The NBER research, which comes four years after the GDPR was introduced in the EU, says the legislation has killed just under a third (32.4%) of apps available on the Google Play Store.

It also led to a decrease in the number of new Android app developments, with market entry of new apps falling by almost half (47.2%) in the months following the implementation of the privacy laws. data protection in May 2018. This has led to less innovation and greater market dominance by a few selected players, the report’s authors warned.
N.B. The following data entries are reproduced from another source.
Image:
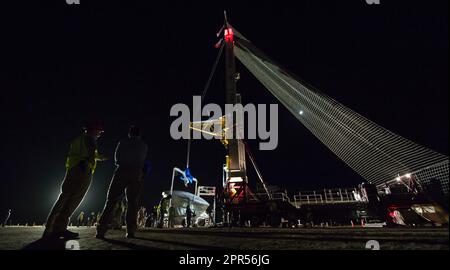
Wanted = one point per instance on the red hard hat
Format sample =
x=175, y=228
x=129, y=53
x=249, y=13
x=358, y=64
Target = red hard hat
x=93, y=126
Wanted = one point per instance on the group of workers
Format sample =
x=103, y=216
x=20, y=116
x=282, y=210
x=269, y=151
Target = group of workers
x=127, y=180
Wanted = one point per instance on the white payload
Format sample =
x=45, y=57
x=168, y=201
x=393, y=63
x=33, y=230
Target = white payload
x=181, y=200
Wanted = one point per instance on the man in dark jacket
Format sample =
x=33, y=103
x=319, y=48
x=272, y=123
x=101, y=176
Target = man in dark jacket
x=128, y=178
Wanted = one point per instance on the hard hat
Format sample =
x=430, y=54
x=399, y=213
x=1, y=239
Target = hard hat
x=93, y=126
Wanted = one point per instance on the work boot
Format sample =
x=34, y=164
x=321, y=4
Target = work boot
x=66, y=234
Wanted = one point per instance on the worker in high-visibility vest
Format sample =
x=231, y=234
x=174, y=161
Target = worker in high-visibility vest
x=80, y=166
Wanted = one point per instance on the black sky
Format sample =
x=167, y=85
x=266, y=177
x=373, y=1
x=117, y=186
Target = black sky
x=128, y=62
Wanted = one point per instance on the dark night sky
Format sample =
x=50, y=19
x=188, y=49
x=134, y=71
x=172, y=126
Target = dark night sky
x=128, y=63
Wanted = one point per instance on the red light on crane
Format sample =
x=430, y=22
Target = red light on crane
x=228, y=33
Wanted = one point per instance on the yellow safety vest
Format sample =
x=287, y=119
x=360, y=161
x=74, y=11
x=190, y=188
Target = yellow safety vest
x=79, y=152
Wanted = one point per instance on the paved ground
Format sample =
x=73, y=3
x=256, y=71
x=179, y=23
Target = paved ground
x=236, y=238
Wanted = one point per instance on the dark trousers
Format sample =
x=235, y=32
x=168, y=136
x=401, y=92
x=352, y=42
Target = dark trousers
x=128, y=181
x=75, y=185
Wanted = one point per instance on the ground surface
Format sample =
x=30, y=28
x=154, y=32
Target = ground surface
x=235, y=238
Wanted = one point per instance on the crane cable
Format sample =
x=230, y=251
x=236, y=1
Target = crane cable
x=205, y=90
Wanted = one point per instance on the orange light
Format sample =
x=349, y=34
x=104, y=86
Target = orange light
x=229, y=36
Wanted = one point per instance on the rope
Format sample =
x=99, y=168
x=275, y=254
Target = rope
x=205, y=90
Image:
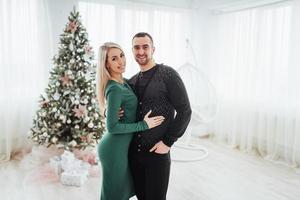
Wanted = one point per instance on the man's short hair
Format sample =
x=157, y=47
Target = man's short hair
x=143, y=34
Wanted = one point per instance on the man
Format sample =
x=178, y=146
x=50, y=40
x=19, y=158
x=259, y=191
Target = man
x=160, y=89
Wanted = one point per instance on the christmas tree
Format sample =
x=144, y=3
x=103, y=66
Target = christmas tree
x=68, y=116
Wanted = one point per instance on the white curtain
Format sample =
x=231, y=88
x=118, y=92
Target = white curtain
x=25, y=47
x=257, y=91
x=118, y=22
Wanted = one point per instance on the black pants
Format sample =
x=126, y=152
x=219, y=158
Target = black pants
x=150, y=172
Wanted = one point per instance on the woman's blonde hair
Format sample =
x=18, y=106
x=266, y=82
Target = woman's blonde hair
x=103, y=75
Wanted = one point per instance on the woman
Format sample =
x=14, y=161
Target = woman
x=114, y=93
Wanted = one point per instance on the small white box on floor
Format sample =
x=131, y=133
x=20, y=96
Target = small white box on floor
x=74, y=178
x=55, y=164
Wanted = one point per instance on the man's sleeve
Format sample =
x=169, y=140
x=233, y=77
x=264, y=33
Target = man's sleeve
x=178, y=97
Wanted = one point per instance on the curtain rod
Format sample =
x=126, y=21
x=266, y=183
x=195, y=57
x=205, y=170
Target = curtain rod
x=240, y=6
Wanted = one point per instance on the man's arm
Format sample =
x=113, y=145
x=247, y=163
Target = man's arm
x=178, y=97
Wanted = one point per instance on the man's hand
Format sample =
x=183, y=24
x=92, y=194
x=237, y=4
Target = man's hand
x=160, y=148
x=121, y=113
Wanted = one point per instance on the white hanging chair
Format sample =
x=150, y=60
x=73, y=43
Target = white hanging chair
x=203, y=101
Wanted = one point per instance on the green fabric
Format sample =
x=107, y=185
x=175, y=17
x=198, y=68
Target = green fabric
x=113, y=147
The results also suggest that new apps entering the Google Play Store after the GDPR was implemented had higher average usage, with the authors suggesting this may be due to greater financial investment in app development. since May 2018. The new applications were also less used. likely to offer the same financial rewards as before GDPR, with NBER researchers saying developer profits could have dropped by up to 58% since its implementation. As Android app development has become less lucrative over the past four years, fewer developers are willing to take the risk of investing resources in an app that has little chance of becoming a successful product.

The authors of the research paper concluded that “GDPR, despite its beneficial effects on privacy, has also produced the unintended consequence of slowing down innovation.”

However, they also noted that, to fully assess the impact of GDPR, their research would also need to measure the effect of data protection and user privacy legislation – areas the paper did not cover.

The need for greater innovation has been cited as one of the main reasons the UK is considering a potential overhaul of the GDPR – a move that was recently criticized by new Information Commissioner John Edwards.